STEREO spacecraft to view sun in 3D

The STEREO spacecraft is checked out at Astrotech Space Operations in Titusville¸ Fla. in preparation for planned Aug. 31 flight on a Boeing Delta II rocket.

Boeing, working with NASA, hosted 10 media organizations as they viewed the Solar Terrestrial Relations Observatory (STEREO) spacecraft Friday preceding its fueling and encapsulation at the Astrotech Space Operations facility. STEREO is set to launch on a Boeing Delta II rocket from Space Launch Complex 17-B at 3:12 p.m. EST Sunday, Aug. 31, from Space Launch Complex 17-B at Cape Canaveral Air Force Station, Fla.

Once in space, STEREO will divide into two spacecraft whose primary mission is to provide the first ever 3-D "stereo" images of the Sun by observing the same area from two different locations. STEREO will study how coronal mass ejections affect the Earth, its atmosphere and space weather.

During the two-year mission, the twin space-based observatories will explore the origin, evolution and interplanetary consequences of coronal mass ejections, the most intense explosions in our solar system.
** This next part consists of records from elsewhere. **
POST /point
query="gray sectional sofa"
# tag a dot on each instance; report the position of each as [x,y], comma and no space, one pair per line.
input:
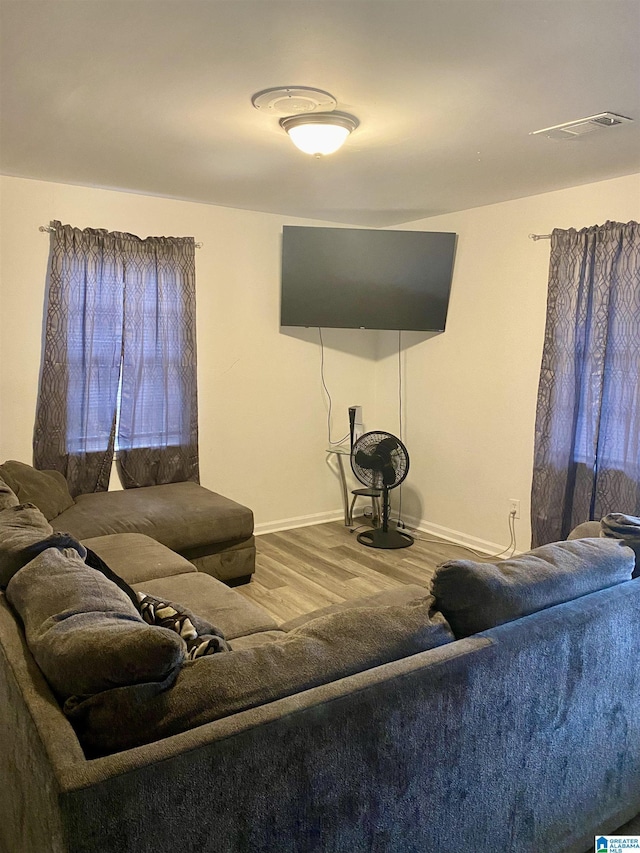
[211,531]
[367,728]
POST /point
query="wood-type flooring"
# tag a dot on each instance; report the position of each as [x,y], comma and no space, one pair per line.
[300,570]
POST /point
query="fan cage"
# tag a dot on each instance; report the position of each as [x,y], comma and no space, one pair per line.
[399,458]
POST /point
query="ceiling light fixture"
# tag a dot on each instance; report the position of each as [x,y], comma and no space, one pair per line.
[315,128]
[319,133]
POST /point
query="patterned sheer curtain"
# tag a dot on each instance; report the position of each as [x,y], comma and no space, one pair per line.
[587,437]
[119,365]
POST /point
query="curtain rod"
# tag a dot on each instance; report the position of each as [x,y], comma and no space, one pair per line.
[50,228]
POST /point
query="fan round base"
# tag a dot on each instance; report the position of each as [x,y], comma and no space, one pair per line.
[380,538]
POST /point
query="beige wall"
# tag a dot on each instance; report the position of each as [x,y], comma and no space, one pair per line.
[263,428]
[470,394]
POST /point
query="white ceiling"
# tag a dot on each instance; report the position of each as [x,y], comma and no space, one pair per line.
[154,96]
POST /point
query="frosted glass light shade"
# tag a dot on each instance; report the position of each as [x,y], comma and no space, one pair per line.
[319,134]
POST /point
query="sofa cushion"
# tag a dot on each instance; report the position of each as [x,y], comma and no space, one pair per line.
[477,596]
[20,526]
[212,600]
[181,516]
[249,641]
[8,497]
[48,490]
[83,631]
[399,595]
[326,649]
[137,558]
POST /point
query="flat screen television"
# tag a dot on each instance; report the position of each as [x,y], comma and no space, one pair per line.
[353,278]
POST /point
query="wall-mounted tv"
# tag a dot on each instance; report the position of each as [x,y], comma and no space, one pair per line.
[353,278]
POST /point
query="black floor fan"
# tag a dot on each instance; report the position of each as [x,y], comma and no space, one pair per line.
[381,461]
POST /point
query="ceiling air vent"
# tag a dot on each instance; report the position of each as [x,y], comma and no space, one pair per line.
[581,126]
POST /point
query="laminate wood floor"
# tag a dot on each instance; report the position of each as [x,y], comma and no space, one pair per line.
[310,567]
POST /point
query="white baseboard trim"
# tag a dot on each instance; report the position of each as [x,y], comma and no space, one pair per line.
[457,537]
[298,521]
[422,525]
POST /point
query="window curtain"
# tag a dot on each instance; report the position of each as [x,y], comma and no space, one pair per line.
[119,362]
[587,434]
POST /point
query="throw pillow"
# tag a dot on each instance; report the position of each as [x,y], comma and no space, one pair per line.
[476,596]
[200,637]
[7,496]
[48,490]
[618,525]
[20,527]
[84,633]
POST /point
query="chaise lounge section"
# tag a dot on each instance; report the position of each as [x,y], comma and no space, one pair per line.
[211,531]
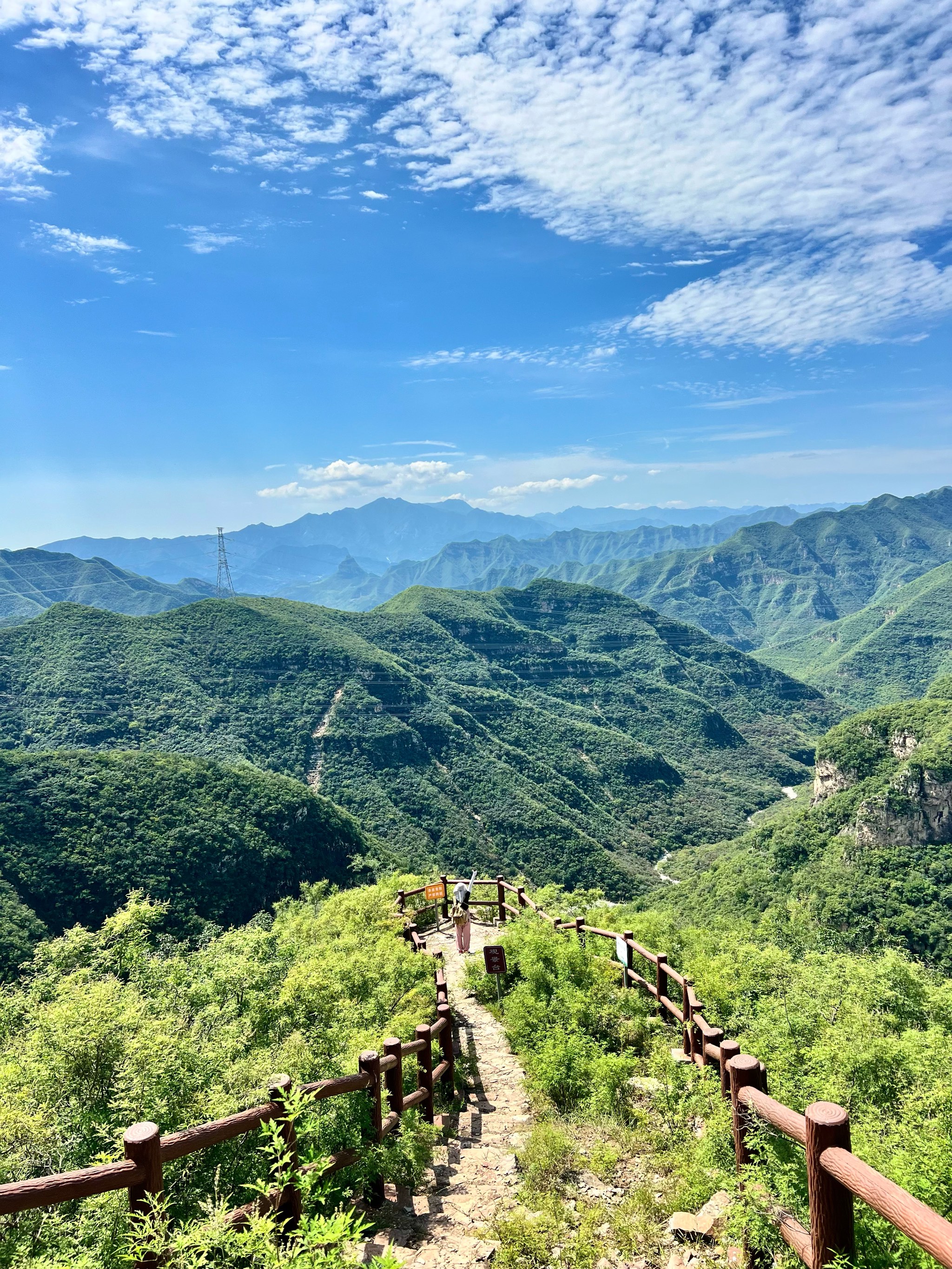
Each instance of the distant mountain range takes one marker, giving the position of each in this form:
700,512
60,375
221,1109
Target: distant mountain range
560,731
32,580
892,650
509,562
774,579
268,560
When directed at Earth, these powerful eruptions affect satellite operations, radio communications and power systems.

In addition, the forces related to the solar eruptions are hazardous to scientific spacecraft and astronauts. This is especially important information to learn for astronauts who will one day make a trip to Mars.

The STEREO mission will be the 318th launch in the history of Boeing’s Delta program. Boeing Delta IIs have carried payloads into orbit both for government and commercial customers, including NASA, the U.S. Air Force and the National Reconnaissance Office as well as a variety of commercial customers.